Notes: Soba noodles are made from buckwheat flour, but some packaged soba noodles contain some wheat flour. Look for “Gluten Free” on the label and check ingredients to make sure there’s no wheat flour used. The dairy sources in this recipe are usually well tolerated in people with IBS, and scallions are a great way to add some onion flavor while using a low-FODMAP food.

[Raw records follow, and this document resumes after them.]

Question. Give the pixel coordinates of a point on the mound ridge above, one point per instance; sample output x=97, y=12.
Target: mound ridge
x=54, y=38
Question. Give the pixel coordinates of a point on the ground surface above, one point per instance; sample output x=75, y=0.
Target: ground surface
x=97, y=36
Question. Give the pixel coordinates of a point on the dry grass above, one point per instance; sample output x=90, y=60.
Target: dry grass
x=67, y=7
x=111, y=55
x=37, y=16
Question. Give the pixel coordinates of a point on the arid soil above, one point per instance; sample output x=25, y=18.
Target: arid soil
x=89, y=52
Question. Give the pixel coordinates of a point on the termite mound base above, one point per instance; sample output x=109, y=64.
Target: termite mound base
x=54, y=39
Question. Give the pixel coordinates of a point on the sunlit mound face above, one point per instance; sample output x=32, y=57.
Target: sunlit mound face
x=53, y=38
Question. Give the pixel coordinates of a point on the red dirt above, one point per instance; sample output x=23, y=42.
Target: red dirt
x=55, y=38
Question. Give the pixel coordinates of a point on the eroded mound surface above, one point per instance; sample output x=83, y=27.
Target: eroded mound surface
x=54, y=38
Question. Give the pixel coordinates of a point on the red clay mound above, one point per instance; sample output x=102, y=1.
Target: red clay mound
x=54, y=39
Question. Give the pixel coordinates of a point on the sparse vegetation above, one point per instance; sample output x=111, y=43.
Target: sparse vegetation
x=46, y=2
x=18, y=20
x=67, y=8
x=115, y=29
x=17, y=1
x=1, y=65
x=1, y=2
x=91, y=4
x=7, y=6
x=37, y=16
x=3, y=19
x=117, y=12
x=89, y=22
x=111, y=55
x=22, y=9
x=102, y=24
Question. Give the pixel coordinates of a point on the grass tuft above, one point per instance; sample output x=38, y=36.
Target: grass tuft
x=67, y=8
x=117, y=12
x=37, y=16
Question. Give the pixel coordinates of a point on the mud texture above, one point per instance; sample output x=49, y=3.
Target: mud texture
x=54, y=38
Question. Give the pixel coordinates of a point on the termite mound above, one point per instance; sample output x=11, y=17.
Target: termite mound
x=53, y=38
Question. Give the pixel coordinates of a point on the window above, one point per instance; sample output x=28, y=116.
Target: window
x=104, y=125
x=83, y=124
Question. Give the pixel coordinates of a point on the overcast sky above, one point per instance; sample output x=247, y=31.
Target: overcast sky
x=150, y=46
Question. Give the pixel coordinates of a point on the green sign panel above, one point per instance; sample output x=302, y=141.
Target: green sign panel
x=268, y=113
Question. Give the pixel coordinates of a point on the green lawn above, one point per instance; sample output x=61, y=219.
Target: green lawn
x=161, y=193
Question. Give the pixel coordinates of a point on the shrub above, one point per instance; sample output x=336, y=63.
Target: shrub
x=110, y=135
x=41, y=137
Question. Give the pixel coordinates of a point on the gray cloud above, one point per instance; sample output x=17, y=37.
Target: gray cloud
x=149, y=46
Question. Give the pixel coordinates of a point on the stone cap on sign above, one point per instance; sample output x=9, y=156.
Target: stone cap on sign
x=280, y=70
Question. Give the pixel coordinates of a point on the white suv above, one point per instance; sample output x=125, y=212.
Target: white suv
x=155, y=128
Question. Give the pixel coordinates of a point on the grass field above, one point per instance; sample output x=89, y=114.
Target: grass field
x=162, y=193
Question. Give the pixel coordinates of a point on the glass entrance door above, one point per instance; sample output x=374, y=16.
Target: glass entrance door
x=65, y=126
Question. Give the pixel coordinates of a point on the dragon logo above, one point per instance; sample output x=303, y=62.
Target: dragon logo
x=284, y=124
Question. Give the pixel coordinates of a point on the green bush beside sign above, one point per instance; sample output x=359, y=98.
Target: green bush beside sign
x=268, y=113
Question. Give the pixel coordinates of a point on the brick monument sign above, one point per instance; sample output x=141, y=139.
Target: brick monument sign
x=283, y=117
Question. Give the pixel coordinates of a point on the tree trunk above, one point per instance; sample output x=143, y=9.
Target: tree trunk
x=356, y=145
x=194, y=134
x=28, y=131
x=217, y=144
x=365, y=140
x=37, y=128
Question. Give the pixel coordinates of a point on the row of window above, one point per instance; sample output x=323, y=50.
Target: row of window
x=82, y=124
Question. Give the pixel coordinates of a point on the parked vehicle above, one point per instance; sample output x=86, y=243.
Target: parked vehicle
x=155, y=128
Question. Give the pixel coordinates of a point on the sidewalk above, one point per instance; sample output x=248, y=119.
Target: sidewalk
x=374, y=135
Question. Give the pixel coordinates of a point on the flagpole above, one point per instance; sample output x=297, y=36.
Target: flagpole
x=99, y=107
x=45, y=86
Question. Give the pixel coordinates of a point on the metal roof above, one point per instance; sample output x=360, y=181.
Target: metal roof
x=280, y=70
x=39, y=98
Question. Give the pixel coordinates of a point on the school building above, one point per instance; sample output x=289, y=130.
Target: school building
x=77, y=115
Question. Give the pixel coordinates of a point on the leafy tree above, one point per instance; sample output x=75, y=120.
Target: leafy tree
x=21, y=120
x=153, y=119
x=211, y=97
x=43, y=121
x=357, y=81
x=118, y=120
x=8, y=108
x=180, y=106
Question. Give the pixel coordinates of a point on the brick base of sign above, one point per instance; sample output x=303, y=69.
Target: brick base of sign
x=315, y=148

Low-FODMAP Flatbread (makes two servings)
Buckwheat flour ½ cup
rice flour ½ cup
dry active yeast one packet
warm water ½ cup
salt ½ teaspoon
olive oil 1 tablespoon
canned tomato sauce ¼ cup
bacon, raw 2 tablespoons
feta cheese 1 Tablespoon
Preheat an oven to 450 degrees. In a small bowl mix together the warm water and yeast packet, and allow the mixture to sit for 5 minutes. Place the rice and buckwheat flour into a medium bowl, and slowly pour the water/yeast mixture into the flour. Mix together until a dough forms. Knead the dough for 10 minutes and return it to the bowel, and lightly brush the dough with olive oil. Allow the dough to rest in a warm place for 30 minutes. Roll out the dough into an oval shape and place onto an oiled baking sheet. Spread the tomato sauce evenly over the dough. Chop the bacon into small pieces and place on the pizza. Sprinkle the feta cheese evenly along the pizza. Bake the pizza for 10-15 minutes or until the dough has puffed up slightly around the edges, and turned golden brown, and the bacon is brown and crispy. Slice and enjoy!
Notes: Many non-wheat based flours are great substitutes for those on a low-FODMAP diet. Most canned tomato products are also low in FODMAPs and well tolerated by those with IBS.